翌朝、6時に目が覚めるともうRBは起きて歯を磨いているところだった。しかし彼の部屋を覗くとDとD君はまだ布団をかぶって寝たままだった。ようやく二人が起きてから彼らの部屋で仕事の話になり、RBがD君にいろいろ指示を与えていた。そうするうちにD君がDCで仕事するうえでの困難さを訴え始めたので私は、D君は良くやっていると思う、それをDCも認めるべきだと言った。RBは僕を見てみろ、そしたら君はきっと黙るだろうと、何年も昇進なしでRKの下で働かねばならない自分の状況をアピールした。


最後に私は、もうPyuthanへは来ないよきっと、自分の家はT郡で遠いし、この中西部にはもう来る機会が無いんじゃないかと思う、と言ったらみんな黙っていた。


D君を残して私達がネパールガンジへ帰る前、私はD君にソアンパプリの箱を手渡しながら、甘いものは嫌いじゃないでしょ、と言うと、一旦は道中でみんなで食べたら?と遠慮したが、カランガへの帰り道に山を登りながら食べるよ、と受け取ってくれた。

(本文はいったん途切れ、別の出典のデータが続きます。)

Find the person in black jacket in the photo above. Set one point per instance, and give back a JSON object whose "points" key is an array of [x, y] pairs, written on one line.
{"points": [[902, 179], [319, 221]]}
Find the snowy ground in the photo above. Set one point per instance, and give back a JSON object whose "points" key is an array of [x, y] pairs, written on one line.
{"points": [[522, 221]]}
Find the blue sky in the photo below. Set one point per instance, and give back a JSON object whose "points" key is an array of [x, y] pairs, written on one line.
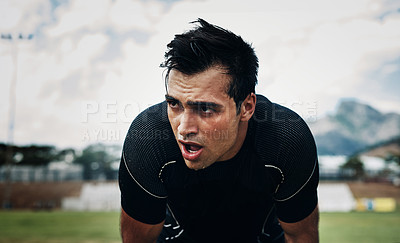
{"points": [[93, 65]]}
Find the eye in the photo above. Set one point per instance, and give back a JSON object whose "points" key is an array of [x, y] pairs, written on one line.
{"points": [[205, 109], [174, 104]]}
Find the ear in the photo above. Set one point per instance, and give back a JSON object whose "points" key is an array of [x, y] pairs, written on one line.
{"points": [[248, 106]]}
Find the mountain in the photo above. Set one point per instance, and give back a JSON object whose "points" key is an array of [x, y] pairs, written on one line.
{"points": [[353, 127]]}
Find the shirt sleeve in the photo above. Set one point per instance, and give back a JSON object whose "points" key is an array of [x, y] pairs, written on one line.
{"points": [[296, 195], [286, 145], [137, 202], [143, 195]]}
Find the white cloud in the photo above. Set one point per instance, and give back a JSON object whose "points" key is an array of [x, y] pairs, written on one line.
{"points": [[89, 14]]}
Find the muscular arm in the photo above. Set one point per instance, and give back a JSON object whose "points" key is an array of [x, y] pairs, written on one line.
{"points": [[135, 231], [305, 230]]}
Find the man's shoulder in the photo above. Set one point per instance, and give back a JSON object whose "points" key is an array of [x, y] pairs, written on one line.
{"points": [[269, 113], [276, 127], [149, 133]]}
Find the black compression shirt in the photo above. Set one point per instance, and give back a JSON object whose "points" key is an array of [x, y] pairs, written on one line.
{"points": [[231, 201]]}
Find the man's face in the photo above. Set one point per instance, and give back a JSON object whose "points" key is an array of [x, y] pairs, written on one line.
{"points": [[203, 117]]}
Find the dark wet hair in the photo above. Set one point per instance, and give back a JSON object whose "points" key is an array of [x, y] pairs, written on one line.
{"points": [[209, 45]]}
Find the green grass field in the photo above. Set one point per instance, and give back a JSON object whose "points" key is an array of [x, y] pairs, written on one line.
{"points": [[93, 227]]}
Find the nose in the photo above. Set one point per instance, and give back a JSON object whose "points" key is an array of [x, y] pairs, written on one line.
{"points": [[188, 124]]}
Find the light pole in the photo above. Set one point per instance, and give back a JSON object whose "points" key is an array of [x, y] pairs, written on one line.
{"points": [[11, 114]]}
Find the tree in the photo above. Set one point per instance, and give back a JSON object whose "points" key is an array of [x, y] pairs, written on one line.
{"points": [[355, 165], [96, 160]]}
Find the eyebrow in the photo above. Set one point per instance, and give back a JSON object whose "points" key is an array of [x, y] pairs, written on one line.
{"points": [[195, 103]]}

車に乗り込む時、信じられないタイミングでDが携帯の音楽をかけており、その曲は偶然にも私の一番好きな「君を忘れない」だったのだ。その曲はみんな好きらしく、P君は彼のいい声で一緒に歌っていた。私は前を向いたまま曲の切ないメロディーを聴いていた。後ろを振り向いたら泣き出しそうだったから。車は山の九十九折の道をタライの平野へ向けて下って行った。

いよいよDistrict Level Staeholder Meetingの当日、前日の夜12時過ぎての就寝にもかかわらずRB、DDともに張り切って起床、早めに朝食をとり、NFHPの車で会場に向かう。5人乗りの車に6人乗ったので前に座っていた私の隣にRBが来る。前の席は二人用のシートでない為、かなりぎゅうぎゅうでしかも足が太ももから足首までびったりくっつく。このような予想はしていなかったのでかなりうれしい私だった。最後のフィールドだもの、これぐらいないとね。

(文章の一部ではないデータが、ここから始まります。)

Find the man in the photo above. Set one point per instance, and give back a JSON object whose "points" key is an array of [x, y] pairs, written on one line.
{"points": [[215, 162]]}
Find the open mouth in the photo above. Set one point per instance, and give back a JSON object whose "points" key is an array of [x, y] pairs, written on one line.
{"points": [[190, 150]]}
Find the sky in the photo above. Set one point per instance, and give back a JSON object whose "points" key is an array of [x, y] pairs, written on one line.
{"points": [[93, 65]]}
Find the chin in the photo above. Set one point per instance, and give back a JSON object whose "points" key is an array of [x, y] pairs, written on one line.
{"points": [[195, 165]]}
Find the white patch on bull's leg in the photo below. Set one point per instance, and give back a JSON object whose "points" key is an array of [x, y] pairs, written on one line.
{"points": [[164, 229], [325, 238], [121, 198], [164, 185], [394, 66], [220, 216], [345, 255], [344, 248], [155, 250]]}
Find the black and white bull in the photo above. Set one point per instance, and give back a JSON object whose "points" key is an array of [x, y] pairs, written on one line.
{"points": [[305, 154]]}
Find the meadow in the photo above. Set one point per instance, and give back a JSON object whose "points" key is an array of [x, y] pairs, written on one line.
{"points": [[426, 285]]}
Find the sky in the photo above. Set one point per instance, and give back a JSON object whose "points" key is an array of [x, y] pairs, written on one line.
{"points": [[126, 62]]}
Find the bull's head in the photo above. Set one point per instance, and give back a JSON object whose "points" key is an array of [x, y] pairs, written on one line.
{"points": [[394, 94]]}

山道を上がって会場のDCに着く。案の条誰も来ていない。まあそのうち来るだろうと少し座って休む事にするが、パソコンの調子が良くないとRB、D君の二人は気が気ではないらしい。D君は来るはずの参加者一人一人に最後のだめ押しの電話もかけているらしく、忙しそうだ。こんなに熱心に働いているD君もはじめて見た。


DHOがオフィスをすでに出ているとD君が言ってきたのでまもなくプログラムを始めることができそうだ。DDC、VDC,SHPおよびHPの面々がやってくる。うれしいかったのは参加が危ぶまれていた3つのHP、SHPから3人とも来てくれた事。みんな他の用事をキャンセルしてこっちを優先してくれたのだ。


ついにDHOが登場。拍手で迎えられる。と、その後からDPHOが入ってくるではないか!えーっ、二人とも来てくれたの?私は感動で何も言えずに居た。RBとD、D君を見やるとみんなびっくりした顔をしている。誰も両方が来てくれると思っていなかったのだ。しかも彼らには今日大事なトレーニングという別のイベントがDHOオフィスで進行中でそれを抜けて来てくれたのだ!


DPHOの挨拶の後、パソコンも別のに換えてようやくスクリーンが整ったところで、メインの発表が始まる。この間からRBがかかりっきりで準備したパワーポイントを使う時がやって来たのだ。でもRBは裏方。発表はしない。代わりにそれをNFHPのP氏、DCのR氏、DPHOが使って発表を続ける。

活発に参加者からの発言も出た。D君の司会はややぎこちなかったがなんとかやりとおす。


途中の休憩時にRB、Dと話し合い、この機会に現存のコミッテイの問題点を言わせ、オリエンテーションへの動機につなげようと言う事になる。これをRBが担当する事になった。


この日のRBのファシリテーションの上手さは決して忘れないだろう。私のよく目ではなく、今までで一番良かった。私はRBの姿を写真に残そうと努力した。